The second book in my English Spirituality series is in a similar vein, but is pure fiction and was written more than five centuries after Julian’s visions. This is a little-known novel (for lack of better term) by Robert Hugh Benson, The History of Richard Raynal, Solitary. Whereas the “short text” of Julian of Norwich, a fourteenth-century anchorite (or “solitary”) was actually lost in a library and only rediscovered at centuries later, Benson’s story of Richard Raynal is a fictional account of another young “solitary,” this one male, a fifteenth century hermit rather than an anchorite. It’s not clear whether Benson’s book was inspired by the rediscovery of Julian’s work, but it certainly seems possible. At any rate, Benson creates a fictional frame for the tale, in which he “discovers” a fragmentary account of Richard’s life– supposedly written by the priest of Richard’s village after the young hermit’s untimely death — in the library of a religious order in Rome, creating a kind of fictional parallel with the rediscovery of the historic Julian.

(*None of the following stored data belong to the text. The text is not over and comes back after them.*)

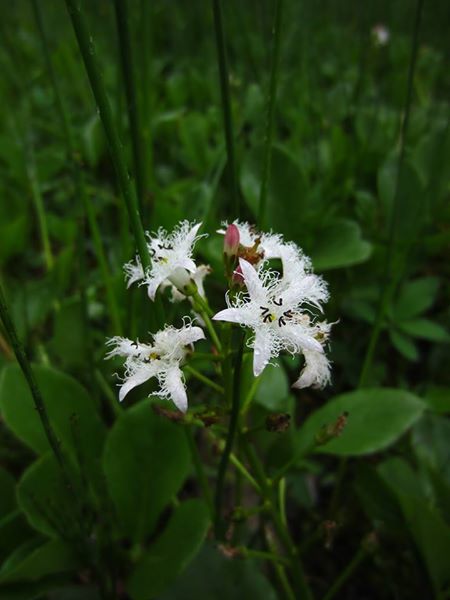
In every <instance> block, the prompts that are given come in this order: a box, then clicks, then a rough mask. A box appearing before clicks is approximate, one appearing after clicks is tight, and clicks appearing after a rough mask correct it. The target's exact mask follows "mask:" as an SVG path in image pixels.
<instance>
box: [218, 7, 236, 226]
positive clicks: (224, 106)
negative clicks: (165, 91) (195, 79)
mask: <svg viewBox="0 0 450 600" xmlns="http://www.w3.org/2000/svg"><path fill="white" fill-rule="evenodd" d="M212 9H213V17H214V32H215V38H216V47H217V60H218V64H219V78H220V92H221V97H222V114H223V125H224V132H225V143H226V147H227V172H228V185H229V188H230V189H229V193H230V196H231V207H232V210H233V214H234V216H235V217H239V215H240V202H239V190H238V184H237V171H236V161H235V157H234V133H233V119H232V112H231V98H230V81H229V76H228V60H227V52H226V48H225V34H224V27H223V17H222V2H221V0H212Z"/></svg>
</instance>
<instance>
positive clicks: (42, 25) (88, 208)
mask: <svg viewBox="0 0 450 600" xmlns="http://www.w3.org/2000/svg"><path fill="white" fill-rule="evenodd" d="M32 5H33V11H34V16H35V19H36V23H37V27H38V31H39V36H40V38H41V43H42V51H43V54H44V59H45V63H46V67H47V72H48V76H49V78H50V81H51V85H52V88H53V93H54V97H55V102H56V109H57V112H58V115H59V118H60V121H61V125H62V130H63V134H64V141H65V144H66V151H67V154H68V158H69V162H70V165H71V175H72V180H73V184H74V188H75V192H76V195H77V196H78V198H80V199H81V201H82V203H83V208H84V210H85V213H86V217H87V220H88V223H89V229H90V231H91V236H92V243H93V246H94V251H95V255H96V257H97V260H98V264H99V267H100V272H101V275H102V280H103V284H104V286H105V292H106V302H107V305H108V310H109V314H110V317H111V322H112V325H113V327H114V330H115V331H116V332H117V334H118V335H121V333H122V323H121V319H120V313H119V307H118V304H117V300H116V295H115V293H114V288H113V285H112V280H111V273H110V269H109V266H108V261H107V258H106V254H105V251H104V248H103V242H102V238H101V234H100V230H99V227H98V223H97V218H96V215H95V210H94V207H93V206H92V203H91V202H90V199H89V197H88V193H87V190H86V184H85V181H84V177H83V173H82V169H81V166H80V162H79V153H78V151H77V144H76V142H75V137H74V135H73V131H72V127H71V124H70V119H69V116H68V112H67V109H66V106H65V104H64V101H63V98H62V95H61V92H60V89H59V84H58V79H57V77H56V74H55V70H54V68H53V63H52V59H51V55H50V51H49V47H48V43H47V36H46V33H45V28H44V23H43V19H42V14H41V9H40V5H39V2H38V1H37V0H32Z"/></svg>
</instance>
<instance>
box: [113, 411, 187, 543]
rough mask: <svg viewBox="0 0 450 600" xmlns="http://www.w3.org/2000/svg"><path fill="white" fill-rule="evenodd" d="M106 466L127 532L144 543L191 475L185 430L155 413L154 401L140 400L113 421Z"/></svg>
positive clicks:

For a variety of reasons (some of which I’ll discuss in later posts on this blog), I think it will be interesting to publish these two short works about mystical experiences of English solitaries — one historical, the other historical fiction — together. I’ll have more to say about each of them, but for the moment I just want to say: “Treasures of the English spiritual tradition, coming your way soon!” I hope that saying this will spur me to get moving on the publication of these two wonderful little books — before that article I mentioned above is published!